Constraining the Particle Size Distribution of Large Marine Particles in the Global Ocean With In Situ Optical Observations and Supervised Learning

Type : ACL
Nature : Production scientifique
Au bénéfice du Laboratoire : Oui
Statut de publication : Publié
Année de publication : 2022
Auteurs (7) : CLEMENTS Daniel,j YANG Shouye WEBER Thomas MCDONNELL A,m,p KIKO Rainer STEMMANN Lars BIANCHI Daniele
Revue scientifique : Global Biogeochemical Cycles
Volume : 36
Fascicule : 5
Pages :
DOI : 10.1029/2021GB007276
URL : https://agupubs.onlinelibrary.wiley.com/doi/full/10.1029/2021GB007276
Abstract : The abundance and size distribution of marine particles control a range of biogeochemical and ecological processes in the ocean, including carbon sequestration.
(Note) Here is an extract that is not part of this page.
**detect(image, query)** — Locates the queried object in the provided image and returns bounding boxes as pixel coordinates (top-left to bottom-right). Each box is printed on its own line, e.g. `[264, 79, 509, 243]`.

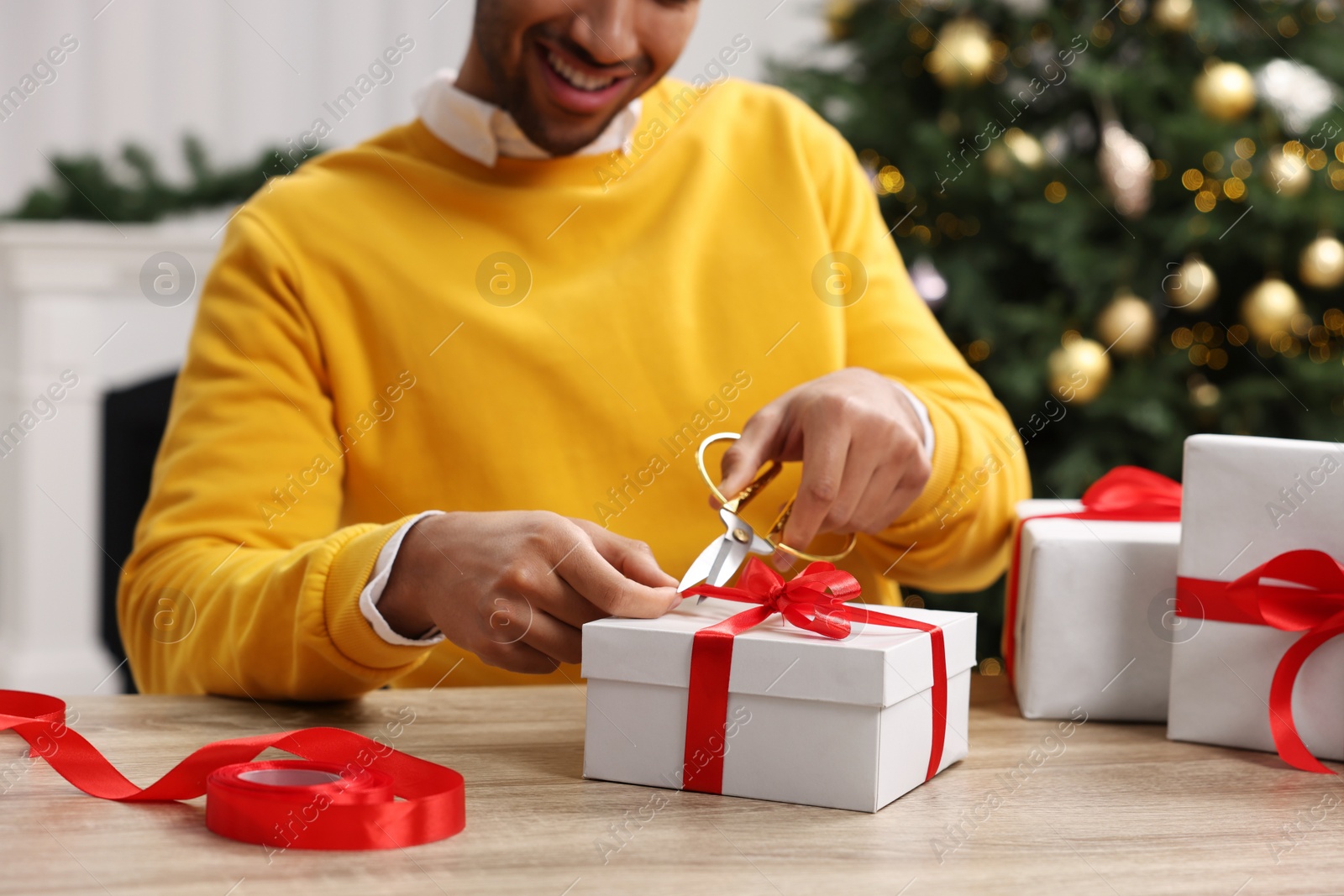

These quantities are the result of complex physical-biological interactions that are difficult to observe, and their spatial and temporal patterns remain uncertain. Here, we present a novel analysis of particle size distributions (PSDs) from a global compilation of in situ Underwater Vision Profiler 5 (UVP5) optical measurements. Using a machine learning algorithm, we extrapolate sparse UVP5 observations to the global ocean from well-sampled oceanographic variables. We reconstruct global maps of PSD parameters (biovolume [BV] and slope) for particles at the base of the euphotic zone. These reconstructions reveal consistent global patterns, with high chlorophyll regions generally characterized by high particle BV and flatter PSD slope, that is, a high relative abundance of large versus small particles. The resulting negative correlations between particle BV and slope further suggests synergistic effects on size-dependent processes such as sinking particle fluxes. Our approach and estimates provide a baseline for an improved understanding of particle cycles in the ocean, and pave the way to global, three-dimensional reconstructions of PSD and sinking particle fluxes from the growing body of UVP5 observations.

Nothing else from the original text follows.